Immer bessere Medikamente
Gesunde, fettarme Ernährung und Bewegung können einen angeborenen hohen Cholesterinwert leider nur wenig abfedern. „Der für den Körper positive Einfluss direkt auf das LDL beträgt nur rund sieben Prozent“, erklärt Heinz Drexel. Das ist freilich kein Freibrief für einen ungesunden Lebenswandel, im Gegenteil. „Auf andere Krankmacher – wie Zucker im Blut – haben Ernährung und Bewegung nur eine viel deutlichere Auswirkung.“ 
Ist das Unheil einmal angerichtet und eine Arterienverkalkung entstanden, muss das LDL konsequent gesenkt werden.
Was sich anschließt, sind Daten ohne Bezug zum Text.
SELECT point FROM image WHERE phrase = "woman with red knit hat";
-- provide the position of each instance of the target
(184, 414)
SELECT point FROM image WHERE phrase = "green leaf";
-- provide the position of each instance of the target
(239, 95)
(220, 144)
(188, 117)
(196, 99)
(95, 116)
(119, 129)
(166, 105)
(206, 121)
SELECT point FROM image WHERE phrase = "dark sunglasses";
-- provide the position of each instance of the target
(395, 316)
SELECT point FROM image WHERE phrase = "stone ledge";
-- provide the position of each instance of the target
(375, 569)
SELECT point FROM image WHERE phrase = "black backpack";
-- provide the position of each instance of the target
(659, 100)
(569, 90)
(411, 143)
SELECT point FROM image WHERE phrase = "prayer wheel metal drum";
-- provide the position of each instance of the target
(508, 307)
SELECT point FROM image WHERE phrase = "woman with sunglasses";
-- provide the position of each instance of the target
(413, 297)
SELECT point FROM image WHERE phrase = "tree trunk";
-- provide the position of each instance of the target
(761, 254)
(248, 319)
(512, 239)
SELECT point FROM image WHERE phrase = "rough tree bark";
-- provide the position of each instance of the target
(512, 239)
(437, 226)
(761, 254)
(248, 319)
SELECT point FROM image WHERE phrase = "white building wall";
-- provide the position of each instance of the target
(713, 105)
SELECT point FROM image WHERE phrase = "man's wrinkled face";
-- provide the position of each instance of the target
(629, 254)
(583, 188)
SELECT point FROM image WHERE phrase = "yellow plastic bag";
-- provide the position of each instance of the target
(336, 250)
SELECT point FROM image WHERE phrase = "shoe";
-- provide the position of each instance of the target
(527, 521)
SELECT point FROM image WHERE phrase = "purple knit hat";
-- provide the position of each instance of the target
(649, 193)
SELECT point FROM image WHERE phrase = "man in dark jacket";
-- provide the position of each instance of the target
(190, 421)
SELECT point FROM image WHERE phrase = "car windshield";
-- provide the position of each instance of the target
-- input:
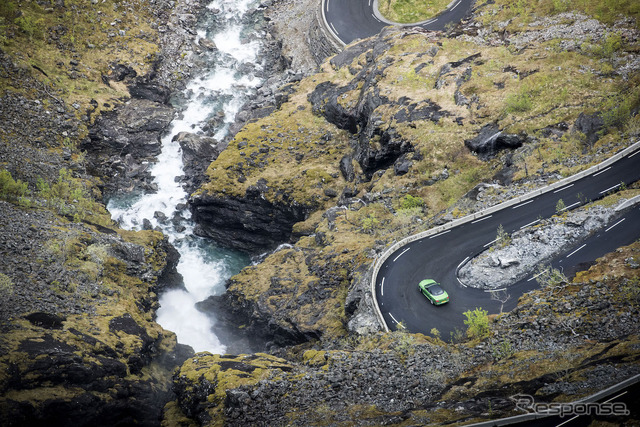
(436, 290)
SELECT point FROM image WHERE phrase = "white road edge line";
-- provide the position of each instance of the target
(539, 274)
(440, 234)
(481, 219)
(522, 204)
(568, 421)
(491, 242)
(576, 250)
(614, 225)
(563, 188)
(615, 397)
(465, 260)
(602, 171)
(609, 189)
(570, 206)
(402, 253)
(531, 223)
(394, 319)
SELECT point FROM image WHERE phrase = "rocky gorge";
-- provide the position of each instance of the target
(329, 166)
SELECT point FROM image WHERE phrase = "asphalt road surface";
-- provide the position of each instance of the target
(355, 19)
(439, 256)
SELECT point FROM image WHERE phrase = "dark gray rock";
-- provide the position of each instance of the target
(123, 141)
(491, 140)
(251, 223)
(590, 125)
(346, 168)
(197, 154)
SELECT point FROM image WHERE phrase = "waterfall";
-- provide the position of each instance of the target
(222, 89)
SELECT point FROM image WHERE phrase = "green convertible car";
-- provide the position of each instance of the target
(433, 291)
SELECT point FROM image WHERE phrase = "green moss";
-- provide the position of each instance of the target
(226, 373)
(46, 37)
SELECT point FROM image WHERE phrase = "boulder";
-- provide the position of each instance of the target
(590, 125)
(124, 141)
(491, 140)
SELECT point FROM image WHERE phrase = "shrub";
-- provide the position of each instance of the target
(11, 190)
(548, 276)
(6, 285)
(518, 103)
(410, 202)
(477, 322)
(370, 223)
(502, 237)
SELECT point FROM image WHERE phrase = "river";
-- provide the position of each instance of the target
(221, 90)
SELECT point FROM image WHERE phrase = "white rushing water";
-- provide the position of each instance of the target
(204, 267)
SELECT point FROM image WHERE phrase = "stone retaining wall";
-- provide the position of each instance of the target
(322, 42)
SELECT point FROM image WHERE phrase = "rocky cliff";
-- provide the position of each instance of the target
(394, 135)
(78, 296)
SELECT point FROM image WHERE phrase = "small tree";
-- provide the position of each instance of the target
(477, 322)
(502, 237)
(502, 296)
(410, 202)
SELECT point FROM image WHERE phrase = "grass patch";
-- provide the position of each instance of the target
(607, 11)
(71, 44)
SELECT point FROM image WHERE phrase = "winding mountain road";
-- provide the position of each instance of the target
(350, 20)
(439, 256)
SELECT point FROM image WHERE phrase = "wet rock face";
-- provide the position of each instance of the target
(84, 368)
(250, 223)
(197, 154)
(124, 141)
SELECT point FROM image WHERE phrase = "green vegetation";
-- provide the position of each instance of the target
(409, 11)
(370, 224)
(411, 202)
(504, 350)
(6, 285)
(548, 276)
(503, 238)
(477, 322)
(11, 190)
(607, 11)
(68, 196)
(48, 35)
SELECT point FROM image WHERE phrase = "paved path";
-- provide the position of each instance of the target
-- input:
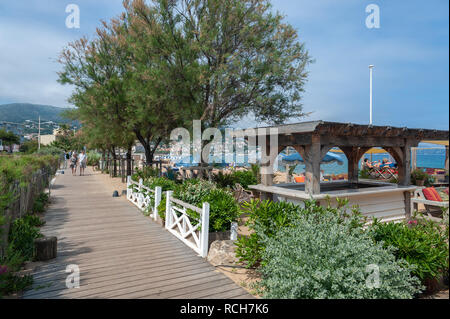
(120, 252)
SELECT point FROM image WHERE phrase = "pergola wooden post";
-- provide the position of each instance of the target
(312, 140)
(446, 159)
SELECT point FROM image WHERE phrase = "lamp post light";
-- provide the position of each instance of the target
(371, 93)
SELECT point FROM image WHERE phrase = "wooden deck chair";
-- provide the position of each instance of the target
(433, 208)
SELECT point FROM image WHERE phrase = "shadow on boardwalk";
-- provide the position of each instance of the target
(120, 253)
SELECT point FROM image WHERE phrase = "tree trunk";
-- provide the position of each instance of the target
(46, 248)
(114, 163)
(146, 144)
(129, 168)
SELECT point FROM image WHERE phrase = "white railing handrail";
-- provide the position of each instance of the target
(142, 201)
(182, 228)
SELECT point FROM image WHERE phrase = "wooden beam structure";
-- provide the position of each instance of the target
(314, 139)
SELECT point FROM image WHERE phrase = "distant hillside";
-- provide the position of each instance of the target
(19, 112)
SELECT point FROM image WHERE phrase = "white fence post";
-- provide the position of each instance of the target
(128, 187)
(158, 193)
(234, 231)
(168, 208)
(140, 195)
(205, 230)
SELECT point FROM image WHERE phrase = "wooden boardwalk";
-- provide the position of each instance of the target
(120, 253)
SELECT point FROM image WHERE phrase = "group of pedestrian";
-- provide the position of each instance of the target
(76, 160)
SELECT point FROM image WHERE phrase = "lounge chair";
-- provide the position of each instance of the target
(241, 195)
(431, 199)
(299, 179)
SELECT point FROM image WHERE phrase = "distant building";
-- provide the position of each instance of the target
(47, 139)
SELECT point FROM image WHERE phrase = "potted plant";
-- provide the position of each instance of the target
(418, 177)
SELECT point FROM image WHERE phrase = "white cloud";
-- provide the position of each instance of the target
(28, 64)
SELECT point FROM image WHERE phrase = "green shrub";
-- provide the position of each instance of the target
(266, 218)
(11, 283)
(326, 257)
(22, 236)
(421, 243)
(93, 158)
(40, 203)
(245, 178)
(223, 207)
(145, 173)
(50, 150)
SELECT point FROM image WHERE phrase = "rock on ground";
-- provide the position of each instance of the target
(222, 252)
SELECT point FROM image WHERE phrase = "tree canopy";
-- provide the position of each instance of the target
(163, 64)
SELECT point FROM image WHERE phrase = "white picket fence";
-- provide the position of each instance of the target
(143, 196)
(177, 222)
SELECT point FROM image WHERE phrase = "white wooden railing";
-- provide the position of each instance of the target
(180, 224)
(143, 197)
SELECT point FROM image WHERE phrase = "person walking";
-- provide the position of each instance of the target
(73, 163)
(66, 159)
(82, 160)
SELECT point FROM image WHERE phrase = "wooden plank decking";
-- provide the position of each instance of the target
(120, 252)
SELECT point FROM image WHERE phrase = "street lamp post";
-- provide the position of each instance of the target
(39, 134)
(371, 93)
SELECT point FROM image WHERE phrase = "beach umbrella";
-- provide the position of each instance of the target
(189, 162)
(297, 159)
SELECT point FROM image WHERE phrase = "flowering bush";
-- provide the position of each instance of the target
(421, 243)
(326, 257)
(266, 218)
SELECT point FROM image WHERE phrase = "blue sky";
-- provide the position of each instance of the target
(410, 52)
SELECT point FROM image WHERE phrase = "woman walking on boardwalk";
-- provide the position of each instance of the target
(83, 161)
(73, 162)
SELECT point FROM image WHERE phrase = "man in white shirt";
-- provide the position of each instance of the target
(82, 158)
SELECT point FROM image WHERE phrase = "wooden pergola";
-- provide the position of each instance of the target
(312, 140)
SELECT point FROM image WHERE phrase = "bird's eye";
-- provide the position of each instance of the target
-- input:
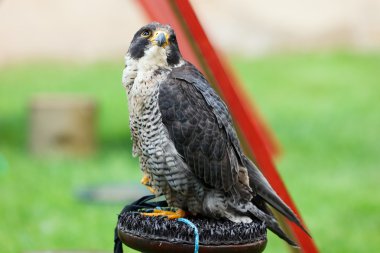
(146, 33)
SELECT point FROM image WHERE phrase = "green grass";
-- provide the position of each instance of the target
(323, 109)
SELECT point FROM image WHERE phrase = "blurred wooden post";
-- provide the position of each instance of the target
(62, 125)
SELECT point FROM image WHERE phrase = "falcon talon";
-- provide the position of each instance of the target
(187, 144)
(165, 213)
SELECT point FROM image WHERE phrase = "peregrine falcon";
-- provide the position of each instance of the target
(184, 137)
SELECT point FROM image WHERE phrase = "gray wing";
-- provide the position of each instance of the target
(200, 127)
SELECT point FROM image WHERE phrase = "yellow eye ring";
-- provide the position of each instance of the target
(146, 33)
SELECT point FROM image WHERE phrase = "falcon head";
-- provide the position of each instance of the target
(157, 43)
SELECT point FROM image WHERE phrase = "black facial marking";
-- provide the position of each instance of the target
(138, 47)
(139, 43)
(173, 55)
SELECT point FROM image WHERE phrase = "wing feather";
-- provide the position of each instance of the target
(200, 126)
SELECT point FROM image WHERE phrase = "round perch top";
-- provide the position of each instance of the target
(159, 234)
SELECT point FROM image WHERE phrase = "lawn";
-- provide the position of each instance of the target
(322, 107)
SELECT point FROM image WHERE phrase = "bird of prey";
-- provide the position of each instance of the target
(183, 134)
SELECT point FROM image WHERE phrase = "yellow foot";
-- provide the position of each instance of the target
(146, 181)
(179, 213)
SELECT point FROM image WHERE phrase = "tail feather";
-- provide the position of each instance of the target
(266, 192)
(271, 223)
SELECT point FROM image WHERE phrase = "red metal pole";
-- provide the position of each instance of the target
(243, 113)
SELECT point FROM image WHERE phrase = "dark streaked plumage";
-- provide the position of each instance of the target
(183, 133)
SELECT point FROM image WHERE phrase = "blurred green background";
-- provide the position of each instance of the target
(323, 108)
(322, 105)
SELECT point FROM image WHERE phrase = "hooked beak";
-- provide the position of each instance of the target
(160, 39)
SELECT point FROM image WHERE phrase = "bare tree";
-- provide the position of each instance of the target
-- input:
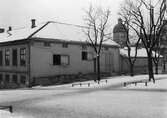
(127, 23)
(96, 20)
(147, 15)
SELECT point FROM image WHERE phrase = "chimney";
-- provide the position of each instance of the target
(33, 23)
(165, 21)
(2, 30)
(9, 29)
(119, 21)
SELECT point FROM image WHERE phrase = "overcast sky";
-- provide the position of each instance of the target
(20, 12)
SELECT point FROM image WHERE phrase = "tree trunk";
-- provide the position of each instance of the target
(156, 68)
(131, 70)
(98, 68)
(95, 68)
(150, 67)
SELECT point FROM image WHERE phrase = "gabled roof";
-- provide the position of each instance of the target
(52, 30)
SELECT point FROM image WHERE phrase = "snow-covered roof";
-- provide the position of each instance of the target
(140, 52)
(52, 30)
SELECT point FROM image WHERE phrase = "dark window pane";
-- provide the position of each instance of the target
(1, 78)
(7, 57)
(84, 56)
(47, 44)
(56, 60)
(14, 57)
(14, 78)
(65, 45)
(1, 58)
(7, 77)
(23, 56)
(23, 79)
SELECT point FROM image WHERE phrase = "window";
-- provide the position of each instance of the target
(106, 48)
(47, 44)
(14, 77)
(1, 58)
(1, 78)
(23, 56)
(7, 57)
(84, 55)
(64, 60)
(23, 79)
(14, 57)
(7, 77)
(84, 47)
(65, 45)
(60, 60)
(56, 60)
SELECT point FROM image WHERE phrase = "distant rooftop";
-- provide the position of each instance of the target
(140, 52)
(51, 30)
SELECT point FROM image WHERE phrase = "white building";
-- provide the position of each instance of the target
(51, 49)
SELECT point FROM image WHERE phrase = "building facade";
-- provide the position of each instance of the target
(51, 49)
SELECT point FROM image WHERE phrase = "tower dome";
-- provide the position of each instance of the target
(119, 27)
(119, 33)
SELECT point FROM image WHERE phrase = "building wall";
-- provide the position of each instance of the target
(140, 66)
(17, 74)
(43, 56)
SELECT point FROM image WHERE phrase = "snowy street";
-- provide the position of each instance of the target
(110, 100)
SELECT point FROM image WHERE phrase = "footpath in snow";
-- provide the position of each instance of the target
(118, 82)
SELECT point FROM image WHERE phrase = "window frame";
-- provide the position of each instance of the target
(59, 57)
(7, 57)
(14, 62)
(23, 56)
(84, 55)
(1, 57)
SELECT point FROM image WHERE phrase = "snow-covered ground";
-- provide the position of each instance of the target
(96, 101)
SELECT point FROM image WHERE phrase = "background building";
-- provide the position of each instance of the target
(30, 55)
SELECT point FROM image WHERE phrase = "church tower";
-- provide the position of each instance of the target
(119, 33)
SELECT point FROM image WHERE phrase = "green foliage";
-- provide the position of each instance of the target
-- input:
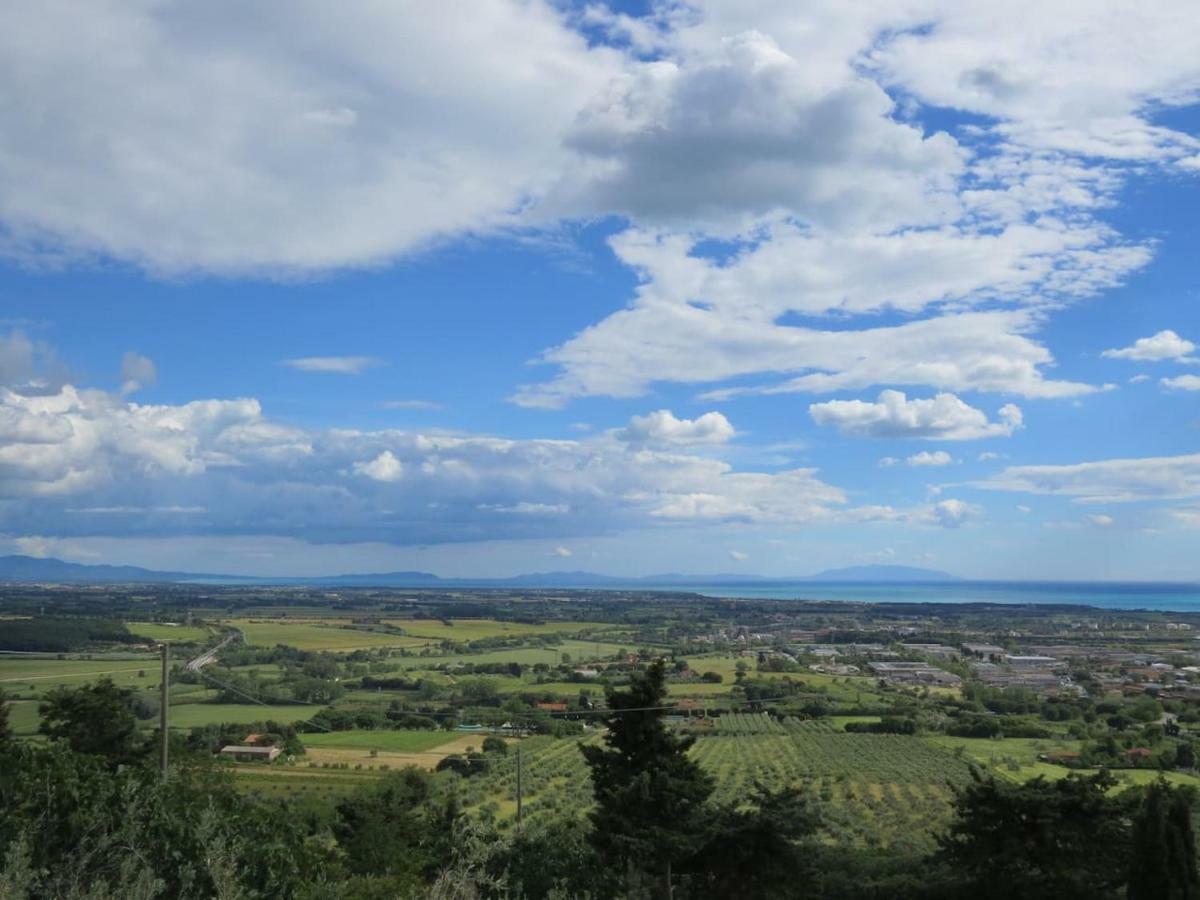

Die Arzneigruppe der „Statine“ drosselt die Produktion des körpereigenen Cholesterins und bremst damit neue Entzündungen aus. Kommt kein „Gift“ über das Blut mehr nach, kann sich mit der Zeit sogar das Gewebe ein Stück weit erholen. Nebenwirkungen der handelsüblichen Statine machen sich bei einem Prozent der Betroffenen hauptsächlich in der Muskulatur bemerkbar. „Aber auch hier hat die Forschung in den vergangenen Jahren laufend nachgelegt“, macht Primar Drexel Mut: „Es gibt beispielsweise ein ganz neues cholesterinsenkendes Medikament, das nur noch direkt in der Leber wirkt und nicht im Muskel. Man macht sich hier RNA zunutze, um den Cholesterinspiegel zu senken. Es wird den Patienten zwei Mal im Jahr unter die Haut gespritzt, sie ersparen sich die tägliche Einnahme von Tabletten.“ 

Frühe Messungen aussagekräftiger
Wer in jungen Jahren einen erhöhten Wert hat, der ist gut beraten, sich früh behandeln zu lassen. Je höher der Wert, desto früher. Heinz Drexel rät ab einem Alter von Anfang 20 zu ersten Messungen bei Gesunden-Untersuchungen: „Nach der Pubertät lässt sich schon gut feststellen, ob man zur gefährdeten Gruppe gehört. Frauen sollten in der Menopause erneut messen. Da kann es noch einen Sprung nach oben geben.“
In einer soeben abgeschlossenen Langzeitstudie haben sich Forscher und Ärzte aus Vorarlberg, ganz Österreich sowie Deutschland mit den Vorteilen der frühen Messungen beschäftigt: In einer Kooperation zwischen dem VIVIT (Vorarlberger Institut für vaskuläre Forschung) und dem aks (Arbeitskreis für Vorsorge- und Sozialmedizin) ist die Risiko-Vorhersage bei Herz-Patienten erforscht worden. Bei dieser Studie wurden 1090 Menschen über einen Zeitraum von über 30 Jahren hinweg beobachtet. Die heuer veröffentlichte Erkenntnis ist, dass ein Cholesterinwert, der in jüngeren Jahren gemessen wird, das Risiko für kardiovaskuläre Ereignisse im späteren Leben deutlich besser vorhersagt, als der Wert im höheren Alter. „Wir empfehlen daher eine Messung in früheren Lebensabschnitten, zu einer Zeit, in der noch keine cholesterinsenkenden Medikamente eingenommen werden“, betont Priv.-Doz. Dr. Dr. Andreas Leiherer vom VIVIT Vorarlberg. 
Also: Es lohnt sich bei dieser Erbschaft ganz besonders, die eigenen Cholesterinwerte so gut im Blick zu haben wie einen Kontostand.